Elisha Neave passed away yesterday. I wrote about her and her sisters recently here.

I have been thinking about Elisha a lot lately. I did not know her personally, but her story struck a cord with me. I’ve been sitting in doctors’ offices waiting to find out if I have ovarian cancer, and I’ve been thinking about Elisha all the way down there in Australia struggling to survive a rare and aggressive form of it that she was diagnosed with at just 33 years old. Every time I’ve told a friend that I’m being screened for ovarian cancer, I’ve told them about Elisha.

Because it’s not supposed to be like this. Even BRCA+ women, as unlucky as we are, are supposed to have more time than Elisha got. In the United States, the standard of care for BRCA1 women is oopherectomy by 35 years of age. Women with a BRCA2 mutation, like the Neave sisters, are supposed to have even more time before removing their ovaries and facing surgical menopause. BRCA2 mutations have a lower risk of ovarian cancer, and it typically strikes BRCA2 women at a later age than BRCA1 women. In fact, I’ve heard doctors comment that they’ve never even seen a case of BRCA2 ovarian cancer before the age of 50 in their practices.

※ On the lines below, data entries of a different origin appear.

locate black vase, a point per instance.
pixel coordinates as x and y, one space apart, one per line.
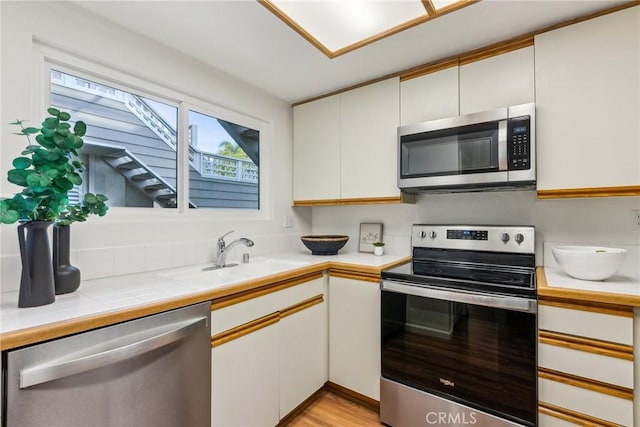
66 276
36 280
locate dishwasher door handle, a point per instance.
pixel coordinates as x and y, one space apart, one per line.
144 342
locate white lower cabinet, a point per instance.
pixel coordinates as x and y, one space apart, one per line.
585 364
303 355
269 353
244 386
354 335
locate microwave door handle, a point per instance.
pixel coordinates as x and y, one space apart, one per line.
495 301
502 146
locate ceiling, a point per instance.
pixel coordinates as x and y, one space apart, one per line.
244 39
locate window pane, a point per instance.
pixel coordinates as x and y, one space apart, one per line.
130 146
223 163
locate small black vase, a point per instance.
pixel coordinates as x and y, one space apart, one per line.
36 280
66 276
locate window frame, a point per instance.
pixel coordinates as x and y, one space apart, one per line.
48 58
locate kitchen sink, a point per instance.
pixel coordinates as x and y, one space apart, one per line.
211 276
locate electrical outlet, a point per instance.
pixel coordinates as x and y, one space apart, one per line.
635 219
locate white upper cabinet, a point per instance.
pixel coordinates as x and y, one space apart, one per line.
495 82
498 81
344 146
429 97
370 116
588 103
316 150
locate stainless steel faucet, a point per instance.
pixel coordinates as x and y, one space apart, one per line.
223 248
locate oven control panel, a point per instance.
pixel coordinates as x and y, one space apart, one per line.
517 239
467 234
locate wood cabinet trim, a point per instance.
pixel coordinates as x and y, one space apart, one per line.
263 322
571 193
592 307
589 345
357 201
548 294
611 310
302 305
32 335
255 293
573 416
242 330
586 383
355 276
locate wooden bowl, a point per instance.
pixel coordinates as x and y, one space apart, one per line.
324 244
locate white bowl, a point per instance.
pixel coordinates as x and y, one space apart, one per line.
589 262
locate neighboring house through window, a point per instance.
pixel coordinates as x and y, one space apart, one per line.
132 144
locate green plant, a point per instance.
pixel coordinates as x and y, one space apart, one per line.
47 171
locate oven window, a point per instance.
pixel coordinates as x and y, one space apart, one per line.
482 357
450 152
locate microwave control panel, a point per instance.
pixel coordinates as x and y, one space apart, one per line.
518 143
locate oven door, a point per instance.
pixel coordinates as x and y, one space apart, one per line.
478 350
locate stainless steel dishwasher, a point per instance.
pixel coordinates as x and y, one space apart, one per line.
154 371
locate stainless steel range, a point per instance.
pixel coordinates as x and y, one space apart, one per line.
458 343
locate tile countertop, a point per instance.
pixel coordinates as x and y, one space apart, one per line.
623 288
100 302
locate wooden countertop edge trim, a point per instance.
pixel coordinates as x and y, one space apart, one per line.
546 292
27 336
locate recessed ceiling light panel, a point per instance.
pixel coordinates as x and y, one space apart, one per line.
339 26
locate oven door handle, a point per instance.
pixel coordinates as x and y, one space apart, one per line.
496 301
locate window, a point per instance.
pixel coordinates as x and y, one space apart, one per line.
133 143
224 159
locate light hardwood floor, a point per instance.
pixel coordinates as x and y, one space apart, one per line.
331 410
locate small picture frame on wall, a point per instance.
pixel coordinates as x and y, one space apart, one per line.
370 232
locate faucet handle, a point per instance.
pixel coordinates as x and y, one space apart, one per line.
221 238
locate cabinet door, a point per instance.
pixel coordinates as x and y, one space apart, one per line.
499 81
354 335
370 116
244 380
429 97
303 355
587 86
316 150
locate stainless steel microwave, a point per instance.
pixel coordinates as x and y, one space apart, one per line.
473 152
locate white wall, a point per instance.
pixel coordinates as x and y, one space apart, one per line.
131 240
598 221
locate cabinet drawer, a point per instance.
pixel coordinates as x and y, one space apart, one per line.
612 370
601 326
230 316
585 401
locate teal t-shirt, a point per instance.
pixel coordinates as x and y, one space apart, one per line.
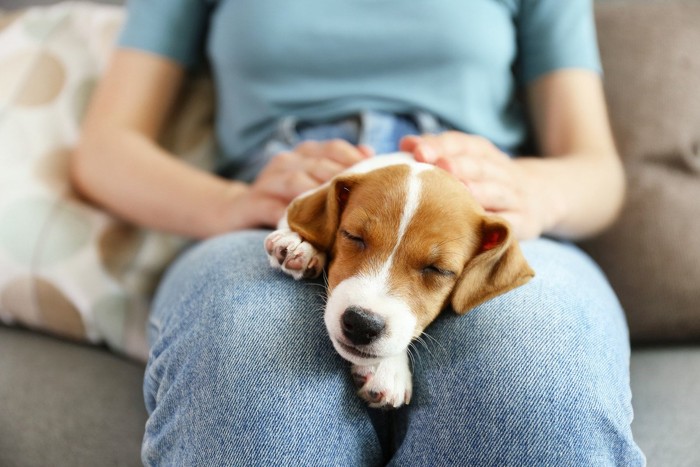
461 60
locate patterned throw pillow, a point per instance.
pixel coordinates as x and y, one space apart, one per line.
66 267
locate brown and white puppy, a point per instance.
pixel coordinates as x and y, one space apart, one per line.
403 240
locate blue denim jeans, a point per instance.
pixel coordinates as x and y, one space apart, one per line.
241 370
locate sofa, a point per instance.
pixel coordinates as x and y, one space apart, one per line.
75 402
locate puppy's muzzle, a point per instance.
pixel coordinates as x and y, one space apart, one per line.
361 326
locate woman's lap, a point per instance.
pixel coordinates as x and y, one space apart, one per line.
242 369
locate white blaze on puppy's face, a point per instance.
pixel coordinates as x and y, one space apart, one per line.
404 237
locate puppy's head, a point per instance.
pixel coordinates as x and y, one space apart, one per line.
404 240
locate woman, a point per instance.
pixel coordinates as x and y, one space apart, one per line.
241 371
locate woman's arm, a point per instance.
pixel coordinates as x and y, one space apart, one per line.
119 165
580 166
573 191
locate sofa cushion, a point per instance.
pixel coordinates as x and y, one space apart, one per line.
64 404
652 83
67 267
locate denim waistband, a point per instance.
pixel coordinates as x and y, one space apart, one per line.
380 130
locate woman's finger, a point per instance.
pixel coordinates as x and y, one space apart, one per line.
494 197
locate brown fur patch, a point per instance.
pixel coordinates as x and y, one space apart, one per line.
441 237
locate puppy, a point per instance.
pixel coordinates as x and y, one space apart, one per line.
402 240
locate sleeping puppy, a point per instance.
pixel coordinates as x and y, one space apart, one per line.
402 240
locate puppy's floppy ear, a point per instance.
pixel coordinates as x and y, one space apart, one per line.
316 216
497 267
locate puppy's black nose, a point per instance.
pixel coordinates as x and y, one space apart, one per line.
361 326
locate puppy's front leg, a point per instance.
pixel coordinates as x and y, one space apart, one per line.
289 252
385 384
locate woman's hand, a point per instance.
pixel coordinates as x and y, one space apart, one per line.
292 173
499 183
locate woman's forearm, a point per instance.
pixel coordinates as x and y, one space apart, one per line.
581 194
128 174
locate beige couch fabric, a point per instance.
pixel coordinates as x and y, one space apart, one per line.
652 82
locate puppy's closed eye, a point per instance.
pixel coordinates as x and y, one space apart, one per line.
356 240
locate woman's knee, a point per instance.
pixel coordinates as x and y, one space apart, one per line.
240 358
545 365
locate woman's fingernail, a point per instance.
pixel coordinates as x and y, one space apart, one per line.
426 153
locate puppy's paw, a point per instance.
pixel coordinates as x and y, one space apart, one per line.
387 384
287 251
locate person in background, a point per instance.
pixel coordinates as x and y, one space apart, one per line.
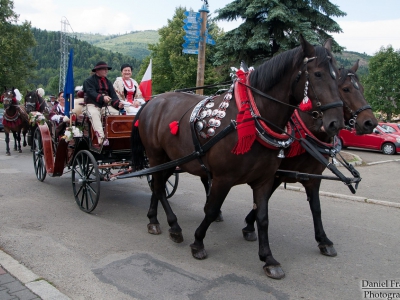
57 115
100 98
128 90
51 102
18 95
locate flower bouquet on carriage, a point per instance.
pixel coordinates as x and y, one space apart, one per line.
36 117
71 133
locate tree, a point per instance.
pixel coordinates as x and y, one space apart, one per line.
271 27
16 41
171 68
382 85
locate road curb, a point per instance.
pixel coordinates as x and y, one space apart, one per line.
32 281
345 197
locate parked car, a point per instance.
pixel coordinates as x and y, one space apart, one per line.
391 127
1 119
379 139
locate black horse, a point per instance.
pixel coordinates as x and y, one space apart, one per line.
277 87
15 120
357 114
33 102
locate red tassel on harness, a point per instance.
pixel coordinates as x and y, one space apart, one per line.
246 130
174 127
306 104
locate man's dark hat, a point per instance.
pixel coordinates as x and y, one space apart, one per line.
126 66
101 65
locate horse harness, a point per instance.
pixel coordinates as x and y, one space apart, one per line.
36 105
203 109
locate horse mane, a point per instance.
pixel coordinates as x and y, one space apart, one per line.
271 72
343 75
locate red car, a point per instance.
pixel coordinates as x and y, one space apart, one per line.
391 127
380 139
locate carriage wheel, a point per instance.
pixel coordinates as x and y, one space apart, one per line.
170 186
38 156
86 181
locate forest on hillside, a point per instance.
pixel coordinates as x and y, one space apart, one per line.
134 43
48 57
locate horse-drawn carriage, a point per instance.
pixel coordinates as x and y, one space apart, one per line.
225 140
76 150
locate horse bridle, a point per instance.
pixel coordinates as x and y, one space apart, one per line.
318 113
354 115
9 97
33 105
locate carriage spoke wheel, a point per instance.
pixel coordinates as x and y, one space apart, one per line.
86 181
38 156
170 186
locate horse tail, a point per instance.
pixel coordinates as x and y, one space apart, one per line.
139 159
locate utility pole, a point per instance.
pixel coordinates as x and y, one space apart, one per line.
202 48
64 51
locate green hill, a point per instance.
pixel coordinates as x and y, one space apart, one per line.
47 55
133 44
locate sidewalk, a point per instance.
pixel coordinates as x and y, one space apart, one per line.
17 282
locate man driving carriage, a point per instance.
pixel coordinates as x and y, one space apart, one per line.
100 98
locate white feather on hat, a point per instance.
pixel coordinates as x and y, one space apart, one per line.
18 95
40 92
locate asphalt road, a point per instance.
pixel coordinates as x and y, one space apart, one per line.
109 254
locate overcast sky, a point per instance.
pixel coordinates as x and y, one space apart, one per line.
369 24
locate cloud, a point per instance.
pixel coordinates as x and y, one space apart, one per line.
369 37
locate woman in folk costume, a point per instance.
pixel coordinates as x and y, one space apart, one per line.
58 111
128 90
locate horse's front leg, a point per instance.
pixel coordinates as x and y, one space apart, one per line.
218 193
324 244
206 185
272 268
19 142
160 180
15 140
249 232
7 139
24 137
154 226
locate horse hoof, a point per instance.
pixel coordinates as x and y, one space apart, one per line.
327 250
220 218
177 237
274 272
250 236
198 253
153 228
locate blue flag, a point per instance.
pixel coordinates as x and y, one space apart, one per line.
69 88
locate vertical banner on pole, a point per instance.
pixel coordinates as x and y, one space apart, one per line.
202 49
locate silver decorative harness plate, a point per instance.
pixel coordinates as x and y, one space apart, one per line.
207 118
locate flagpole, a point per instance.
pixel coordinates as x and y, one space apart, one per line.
70 110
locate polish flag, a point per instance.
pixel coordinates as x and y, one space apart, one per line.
145 84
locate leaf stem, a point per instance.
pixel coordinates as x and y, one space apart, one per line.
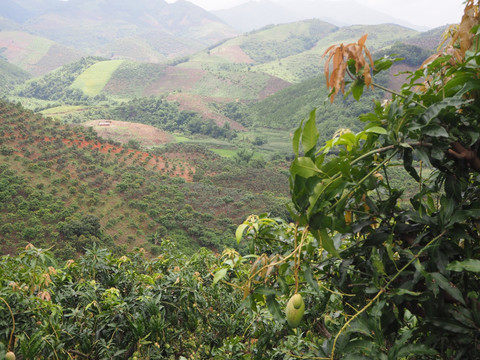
383 290
9 347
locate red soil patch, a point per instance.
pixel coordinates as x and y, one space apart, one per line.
274 85
159 163
123 131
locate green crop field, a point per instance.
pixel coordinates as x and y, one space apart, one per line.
93 80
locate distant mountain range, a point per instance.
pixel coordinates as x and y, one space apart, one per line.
257 14
110 27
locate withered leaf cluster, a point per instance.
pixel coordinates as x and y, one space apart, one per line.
339 55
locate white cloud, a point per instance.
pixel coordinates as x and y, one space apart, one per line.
429 13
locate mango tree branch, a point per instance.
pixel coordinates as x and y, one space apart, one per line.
462 153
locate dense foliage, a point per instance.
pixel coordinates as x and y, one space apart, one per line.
374 271
10 76
64 187
383 279
158 112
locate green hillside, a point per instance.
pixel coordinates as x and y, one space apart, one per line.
10 76
298 67
35 54
56 85
92 81
64 187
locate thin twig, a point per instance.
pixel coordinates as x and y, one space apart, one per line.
9 347
383 290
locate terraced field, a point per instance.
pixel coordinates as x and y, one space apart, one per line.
93 80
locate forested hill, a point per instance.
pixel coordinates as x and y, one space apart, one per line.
63 187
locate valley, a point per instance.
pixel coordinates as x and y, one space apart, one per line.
211 126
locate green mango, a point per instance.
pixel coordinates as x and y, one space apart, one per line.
295 310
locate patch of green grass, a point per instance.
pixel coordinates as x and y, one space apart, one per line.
181 138
93 80
62 110
224 152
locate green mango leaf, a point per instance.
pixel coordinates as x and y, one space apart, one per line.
274 308
400 292
265 290
415 349
305 167
296 139
219 275
310 134
466 265
327 242
451 326
434 130
407 164
309 277
447 286
357 89
239 233
376 130
317 192
434 110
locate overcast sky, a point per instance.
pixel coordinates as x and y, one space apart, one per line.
430 13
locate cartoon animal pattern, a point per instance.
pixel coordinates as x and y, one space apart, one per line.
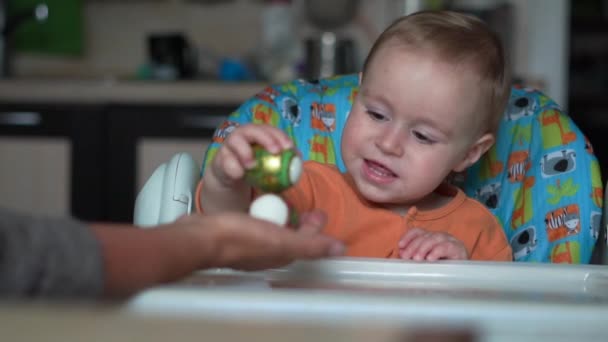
540 179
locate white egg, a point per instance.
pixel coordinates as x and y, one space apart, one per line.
270 207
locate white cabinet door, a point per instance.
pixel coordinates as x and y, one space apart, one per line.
35 175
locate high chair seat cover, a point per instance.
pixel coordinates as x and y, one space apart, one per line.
541 178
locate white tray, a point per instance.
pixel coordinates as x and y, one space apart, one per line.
498 299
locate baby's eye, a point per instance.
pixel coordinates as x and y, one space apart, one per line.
422 138
376 116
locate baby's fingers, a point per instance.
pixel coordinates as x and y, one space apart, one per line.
447 250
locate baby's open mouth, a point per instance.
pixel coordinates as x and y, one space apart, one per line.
378 169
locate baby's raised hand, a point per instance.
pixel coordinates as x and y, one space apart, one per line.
236 154
419 244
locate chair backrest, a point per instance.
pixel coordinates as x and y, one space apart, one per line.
541 179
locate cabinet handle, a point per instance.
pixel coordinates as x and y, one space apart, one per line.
201 121
29 119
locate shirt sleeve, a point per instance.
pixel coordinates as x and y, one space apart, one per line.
48 257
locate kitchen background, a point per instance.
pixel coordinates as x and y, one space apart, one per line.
97 93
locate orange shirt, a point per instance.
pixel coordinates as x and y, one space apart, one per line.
372 231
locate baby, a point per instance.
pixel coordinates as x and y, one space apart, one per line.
432 93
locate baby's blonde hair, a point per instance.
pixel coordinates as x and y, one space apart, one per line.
458 39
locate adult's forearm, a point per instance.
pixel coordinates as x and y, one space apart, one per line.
135 259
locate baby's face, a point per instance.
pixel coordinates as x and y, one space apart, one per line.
412 123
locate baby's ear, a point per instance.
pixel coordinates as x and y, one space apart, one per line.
476 151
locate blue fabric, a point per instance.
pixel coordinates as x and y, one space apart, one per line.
541 179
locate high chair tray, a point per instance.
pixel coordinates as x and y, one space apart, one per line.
539 297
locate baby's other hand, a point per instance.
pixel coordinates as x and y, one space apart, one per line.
419 245
236 155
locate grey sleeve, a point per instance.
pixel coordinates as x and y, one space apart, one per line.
48 257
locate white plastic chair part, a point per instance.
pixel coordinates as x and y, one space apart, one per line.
168 193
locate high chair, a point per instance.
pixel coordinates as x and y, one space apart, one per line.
541 179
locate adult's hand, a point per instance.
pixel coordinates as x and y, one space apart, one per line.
242 242
134 259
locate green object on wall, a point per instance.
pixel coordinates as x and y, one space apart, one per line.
60 34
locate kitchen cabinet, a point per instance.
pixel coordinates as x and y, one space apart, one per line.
141 137
52 159
589 74
85 147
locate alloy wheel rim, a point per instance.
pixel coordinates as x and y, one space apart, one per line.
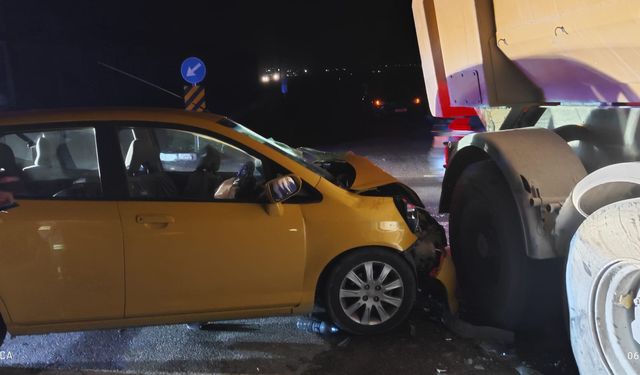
371 293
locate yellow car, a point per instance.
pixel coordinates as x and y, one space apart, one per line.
132 217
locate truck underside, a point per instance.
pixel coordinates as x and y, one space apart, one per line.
557 86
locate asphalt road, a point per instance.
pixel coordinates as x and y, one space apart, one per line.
273 345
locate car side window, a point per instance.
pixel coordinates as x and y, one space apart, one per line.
172 164
51 164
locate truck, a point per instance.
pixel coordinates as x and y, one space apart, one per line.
544 207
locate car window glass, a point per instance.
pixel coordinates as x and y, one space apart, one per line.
54 164
172 164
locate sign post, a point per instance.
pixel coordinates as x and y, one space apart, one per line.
193 71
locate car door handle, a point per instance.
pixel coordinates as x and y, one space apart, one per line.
155 219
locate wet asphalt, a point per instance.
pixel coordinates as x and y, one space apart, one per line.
273 345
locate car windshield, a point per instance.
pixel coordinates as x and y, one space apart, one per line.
280 147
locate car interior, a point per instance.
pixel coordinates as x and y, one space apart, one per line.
57 163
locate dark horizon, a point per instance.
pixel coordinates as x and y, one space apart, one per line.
53 48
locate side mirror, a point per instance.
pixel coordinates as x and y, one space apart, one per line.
282 188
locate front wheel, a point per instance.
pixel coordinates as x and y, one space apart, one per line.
370 291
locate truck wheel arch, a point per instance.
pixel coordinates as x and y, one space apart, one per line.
540 168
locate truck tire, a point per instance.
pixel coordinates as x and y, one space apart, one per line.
488 249
603 286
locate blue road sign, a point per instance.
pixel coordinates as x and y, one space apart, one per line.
193 70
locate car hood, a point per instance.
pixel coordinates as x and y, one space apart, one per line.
368 175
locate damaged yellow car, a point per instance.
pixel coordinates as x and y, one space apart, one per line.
144 217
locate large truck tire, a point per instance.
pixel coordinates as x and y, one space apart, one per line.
603 290
498 282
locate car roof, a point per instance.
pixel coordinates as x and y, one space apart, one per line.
166 115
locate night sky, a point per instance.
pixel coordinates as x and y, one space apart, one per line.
54 46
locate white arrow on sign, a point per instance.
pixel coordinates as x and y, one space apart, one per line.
192 71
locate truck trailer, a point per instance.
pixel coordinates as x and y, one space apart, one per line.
544 207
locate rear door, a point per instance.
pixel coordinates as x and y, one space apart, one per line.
61 249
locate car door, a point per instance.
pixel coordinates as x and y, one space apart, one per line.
61 248
193 241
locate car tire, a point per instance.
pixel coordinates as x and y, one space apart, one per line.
496 278
361 300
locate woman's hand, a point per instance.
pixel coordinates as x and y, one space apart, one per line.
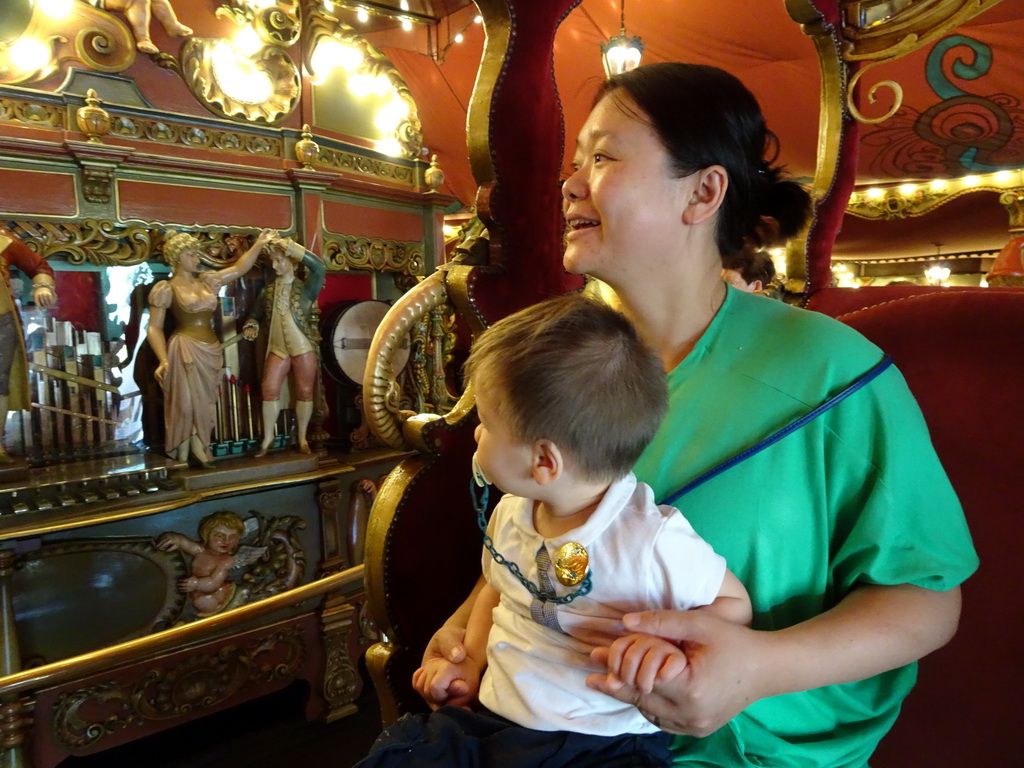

So Elisha Neave delayed oopherectomy in her early 30s because she wanted to have more children. It was an emotional decision, but it was also a rational one based on solid medical evidence. She ought to have been safe; she wasn’t. BRCA+ women are never truly safe from hereditary cancers and almost everyone in the HBOC community knows at least one BRCA2 woman who has had ovarian cancer before the age of 35.

I am struck, once again, by the great injustice of all things BRCA. We should not have to watch our loved ones die of these cancers. We should have better choices for managing the risks of these cancers. We should be able to prevent these cancers. We should have more effective ways of detecting these cancers. We should have better ways of treating and curing these cancers. Twenty years after the discovery of BRCA2, we don’t have any of these things.

Every time I hear about the death of a BRCA+ woman from breast or ovarian cancer, I am forced to relearn these lessons. That I am not safe from my own body. That I cannot protect my loved ones from the genes we share. That life with a BRCA mutation is hatefully unfair. That all the things that I viscerally feel “should be” or “ought to be” are not, in fact, assured.